My calendar has never looked so empty.
No trips to announce a spring cattle show.
No quick jaunts to Wichita for shopping or to see a concert with friends.
No juggling which producer meetings, field days and conferences we’re going to attend.
This is life inside the COVID-19 curve. We’re staying home and avoiding congregating at points where the novel coronavirus can be spread easily through community contact. And while we can be frustrated, sad, mad or even sarcastic about the situation right now, we can’t let ourselves forget that there will be life after the curve.
We as a nation emerged from Sept. 11, 2001, with a collective sense of patriotism and a thirst to stop terrorism in its tracks. What will be our nation’s lessons after the COVID-19 curve?

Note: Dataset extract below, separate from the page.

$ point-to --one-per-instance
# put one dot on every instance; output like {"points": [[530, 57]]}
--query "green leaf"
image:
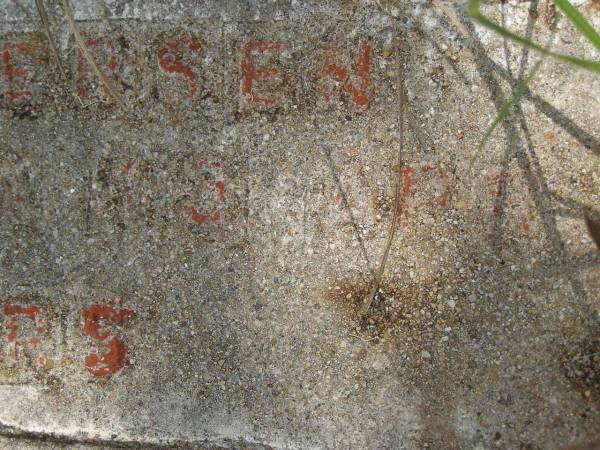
{"points": [[594, 66], [579, 21], [503, 113]]}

Will we find a newfound admiration for healthcare, janitorial, food service and the rest of the workforce who are now deemed essential to our nation? Before the curve they were perceived by many as just the people who took out our trash, or bagged our groceries or drove the trucks that brought the supplies to our rural areas every day. Today, they’re collecting the trash that is full of contaminated PPE in our hospitals, or working through the night to stock the shelves with toilet paper. After the curve they’ll still be taking care of the dirty jobs, the faceless workers who do what needs to be done, but maybe we’ll look them in the eyes and say thank you.

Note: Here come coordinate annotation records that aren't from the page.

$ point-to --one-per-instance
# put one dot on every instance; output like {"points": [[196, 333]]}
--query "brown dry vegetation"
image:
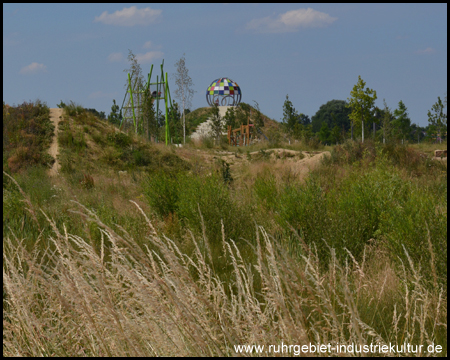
{"points": [[138, 249]]}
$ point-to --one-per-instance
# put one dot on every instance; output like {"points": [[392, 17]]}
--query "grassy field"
{"points": [[138, 249]]}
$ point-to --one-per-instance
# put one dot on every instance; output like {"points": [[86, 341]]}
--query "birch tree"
{"points": [[361, 102], [184, 91], [438, 118]]}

Maybe we’ll come out of the curve with a new understanding of how much food we waste and choose to be more mindful of our meal planning. Like our grandparents and great-grandparents who made it through the Depression and rationing during World War II, we’ll likely never take fully stocked shelves or toilet paper for granted again.

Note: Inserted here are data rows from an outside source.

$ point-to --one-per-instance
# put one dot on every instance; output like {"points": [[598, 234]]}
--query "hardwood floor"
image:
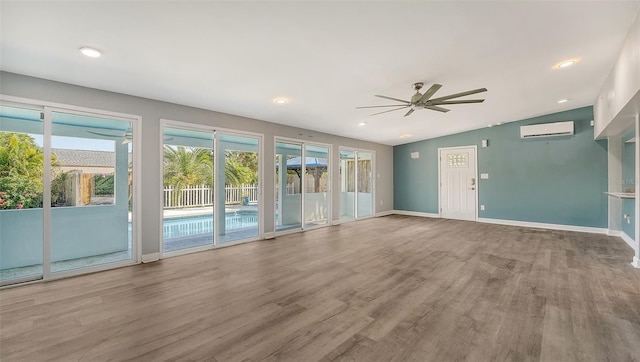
{"points": [[395, 288]]}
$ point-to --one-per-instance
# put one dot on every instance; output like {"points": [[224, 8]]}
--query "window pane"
{"points": [[288, 186], [348, 185], [365, 184], [188, 161], [316, 204], [21, 194], [91, 188], [238, 185]]}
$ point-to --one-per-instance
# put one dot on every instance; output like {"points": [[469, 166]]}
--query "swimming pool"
{"points": [[199, 225]]}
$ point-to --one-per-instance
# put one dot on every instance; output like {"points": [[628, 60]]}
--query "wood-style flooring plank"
{"points": [[395, 288]]}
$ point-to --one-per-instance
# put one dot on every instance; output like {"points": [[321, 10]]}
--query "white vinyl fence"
{"points": [[193, 196]]}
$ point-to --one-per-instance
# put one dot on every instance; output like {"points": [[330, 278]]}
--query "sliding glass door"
{"points": [[316, 180], [21, 193], [66, 192], [347, 185], [91, 180], [364, 176], [356, 184], [211, 187], [188, 209], [288, 184], [238, 184], [302, 185]]}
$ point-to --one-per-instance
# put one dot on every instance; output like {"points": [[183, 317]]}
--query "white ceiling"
{"points": [[327, 57]]}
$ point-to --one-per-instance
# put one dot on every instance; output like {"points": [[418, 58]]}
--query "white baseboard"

This fall, at the first parent-teacher conference after the curve, what are those conversations going to be like? Two to three months of forced homeschooling by parents may change some attitudes toward teachers and administrators. Maybe some will find out that their children are much different in a school setting than they are at home. Maybe some parents will understand the value of home schooling or, at the very least, added enrichment activities to public schooling for their children’s education. Maybe our rural school districts will see that there are many ways that education can happen, from hiring more distance teachers to teach through online classes and sharing the costs with neighboring districts, or offering additional home-based enrichment activities.
Right now, inside the curve, there are no sports reports on the news. No concerts and festivals to distract and entertain. There’s no spring livestock shows, no rodeo jackpots, no traveling sports teams or children’s extracurricular lessons that take a family in 15 different directions. Are we taking the time to evaluate the necessity of the necessities? After the curve, maybe we take a stand for what we’re going to spend our precious family time on, and not cave to peer pressure to run ragged.
The point is, we have a choice to focus on life inside the curve, or what it could be after the curve.
We can complain and whine about what we’re missing, and figure out ways to circumvent the guidelines. We can post online unoriginal hot takes about the struggles of staying in our homes, or the perceived absurdity of social distancing in a region where many of our neighbors are already 5 miles away. Or, we can dig deep for our gumption, accept that what we once considered normal is paused and get through this the best way we can.
Because life will return after the curve. It may not look like what we once knew in a time before the novel coronavirus came to our shores. But we can choose to plan to face it with positivity, and flexibility and hope that we can make it better.